Given that the three smaller circles have radius $1$, what is the radius of the larger semicircle?
I managed to solve this question by assigning coordinates and equations of the circles, but this method took too long and wasn’t elegant in any sense. I’d appreciate if anyone can help me arrive at the answer through a purely geometrical approach. Here’s how I did it:
Take the center of the middle circle to be the origin. Then the equations of the rightmost circle and the bigger semicircle are, in order:
$$(x-2)^2 + y^2 =1 \\ x^2 +(y+1)^2 =r^2$$ Let the upper point where they touch be $\left(h,\sqrt{1-(h-2)^2}\right)$. So, we must have $$h^2 +\left( \sqrt{1-(h-2)^2} +1\right)^2 = r^2 \hspace{1 cm} \mathbf{(1)}$$
Further, equating their derivatives at that point gives $$\frac{2-h}{\sqrt{1-(h-2)^2}} = \frac{-h}{\sqrt{1-(h-2)^2}+1} \\ \implies h =\frac{2}{\sqrt 5} +2$$
Plugging this value in $\mathbf{(1)}$ we get $$r=1+\sqrt 5$$
As you can see, this involved a few calculations. Can anyone propose an alternate, relatively simpler solution?

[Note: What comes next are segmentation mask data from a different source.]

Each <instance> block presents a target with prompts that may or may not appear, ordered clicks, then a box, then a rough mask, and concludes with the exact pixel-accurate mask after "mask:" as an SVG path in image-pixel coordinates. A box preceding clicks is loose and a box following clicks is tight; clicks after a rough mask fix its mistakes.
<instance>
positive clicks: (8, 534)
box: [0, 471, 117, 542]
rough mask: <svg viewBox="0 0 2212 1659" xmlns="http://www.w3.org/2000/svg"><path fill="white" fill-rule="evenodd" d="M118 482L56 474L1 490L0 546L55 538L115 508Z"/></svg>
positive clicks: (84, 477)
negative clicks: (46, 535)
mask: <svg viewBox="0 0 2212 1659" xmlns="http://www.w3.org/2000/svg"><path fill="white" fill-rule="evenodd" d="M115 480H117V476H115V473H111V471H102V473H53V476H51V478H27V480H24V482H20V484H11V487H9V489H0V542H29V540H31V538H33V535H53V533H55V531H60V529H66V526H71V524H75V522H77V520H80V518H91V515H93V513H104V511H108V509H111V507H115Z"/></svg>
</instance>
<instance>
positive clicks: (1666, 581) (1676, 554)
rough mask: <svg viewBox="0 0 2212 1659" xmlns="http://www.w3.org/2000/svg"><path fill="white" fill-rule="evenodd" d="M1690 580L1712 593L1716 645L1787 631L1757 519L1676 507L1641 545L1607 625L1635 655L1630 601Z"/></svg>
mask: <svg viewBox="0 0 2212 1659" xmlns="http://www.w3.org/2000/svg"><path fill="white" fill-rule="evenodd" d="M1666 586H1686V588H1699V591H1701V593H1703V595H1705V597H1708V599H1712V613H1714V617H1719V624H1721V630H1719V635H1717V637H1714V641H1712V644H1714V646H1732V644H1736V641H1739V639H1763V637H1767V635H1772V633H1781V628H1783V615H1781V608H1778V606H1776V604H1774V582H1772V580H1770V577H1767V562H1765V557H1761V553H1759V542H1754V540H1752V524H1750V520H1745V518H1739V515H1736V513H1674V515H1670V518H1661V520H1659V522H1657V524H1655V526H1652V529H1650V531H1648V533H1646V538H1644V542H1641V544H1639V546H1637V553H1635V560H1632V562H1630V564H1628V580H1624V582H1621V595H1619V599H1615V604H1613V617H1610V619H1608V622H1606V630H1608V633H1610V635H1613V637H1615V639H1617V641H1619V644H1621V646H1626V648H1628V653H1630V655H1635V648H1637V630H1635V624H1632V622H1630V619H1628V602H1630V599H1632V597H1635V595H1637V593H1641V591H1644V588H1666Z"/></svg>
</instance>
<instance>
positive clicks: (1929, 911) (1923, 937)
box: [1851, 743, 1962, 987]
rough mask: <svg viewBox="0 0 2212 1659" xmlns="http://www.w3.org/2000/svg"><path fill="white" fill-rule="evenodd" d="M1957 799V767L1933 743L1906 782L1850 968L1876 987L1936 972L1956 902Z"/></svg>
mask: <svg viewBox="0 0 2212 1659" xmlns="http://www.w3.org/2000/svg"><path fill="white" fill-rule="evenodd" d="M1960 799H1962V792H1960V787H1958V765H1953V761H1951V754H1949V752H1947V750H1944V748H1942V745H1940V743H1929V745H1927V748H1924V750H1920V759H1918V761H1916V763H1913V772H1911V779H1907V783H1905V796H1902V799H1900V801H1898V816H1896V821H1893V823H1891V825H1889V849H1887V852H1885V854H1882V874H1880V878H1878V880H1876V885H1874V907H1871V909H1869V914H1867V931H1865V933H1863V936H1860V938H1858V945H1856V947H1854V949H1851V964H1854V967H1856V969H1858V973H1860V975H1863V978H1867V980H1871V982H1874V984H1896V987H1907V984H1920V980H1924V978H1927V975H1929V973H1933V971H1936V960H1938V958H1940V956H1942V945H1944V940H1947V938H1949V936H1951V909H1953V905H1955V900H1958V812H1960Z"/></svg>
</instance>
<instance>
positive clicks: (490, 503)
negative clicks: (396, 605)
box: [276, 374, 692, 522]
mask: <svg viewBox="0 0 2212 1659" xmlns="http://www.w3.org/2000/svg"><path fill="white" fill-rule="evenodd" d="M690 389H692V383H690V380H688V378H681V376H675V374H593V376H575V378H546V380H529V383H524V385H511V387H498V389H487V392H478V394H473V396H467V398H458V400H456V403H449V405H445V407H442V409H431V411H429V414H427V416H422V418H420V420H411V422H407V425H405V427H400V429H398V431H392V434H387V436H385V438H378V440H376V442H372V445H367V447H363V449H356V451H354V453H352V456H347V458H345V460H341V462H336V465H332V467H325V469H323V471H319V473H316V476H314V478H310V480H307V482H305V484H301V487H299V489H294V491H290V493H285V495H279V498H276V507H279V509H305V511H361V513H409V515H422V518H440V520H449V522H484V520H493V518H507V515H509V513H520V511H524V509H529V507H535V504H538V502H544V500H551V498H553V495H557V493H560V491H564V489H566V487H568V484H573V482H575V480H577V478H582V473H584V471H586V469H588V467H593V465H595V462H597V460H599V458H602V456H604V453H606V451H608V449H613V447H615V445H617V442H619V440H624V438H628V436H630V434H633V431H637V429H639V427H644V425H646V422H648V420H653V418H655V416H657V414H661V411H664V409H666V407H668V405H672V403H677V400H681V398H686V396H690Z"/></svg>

Construct a line segment $AO$ from the center of the middle circle to the center of the semicircle. This has length $1$. Now construct a line segment $AB$ from the center of the middle circle to the center of the right circle. This has length $2$. Finally, construct a line $OT$ from the center of the semicircle to the point where the right circle and the semicircle meet at a tangent. Note that this line passes through the center $B$ of the right circle (try to prove if you were not already aware).
So, there is a right triangle formed by the first line, the second line, and the line segment $OT-BT$ between the semicircle's center and the center of the right circle. The length of this last segment is equal to $r-1$ (since it is the distance from the semicircle's center to the tangent point MINUS the distance from the tangent point to the right circle's center) and also equal by the Pythagorean Theorem to $\sqrt{1^2+2^2}=\sqrt{5}$.
$$\sqrt{5}=r-1$$ $$r=\sqrt{5}+1$$
Let me know if you have any questions.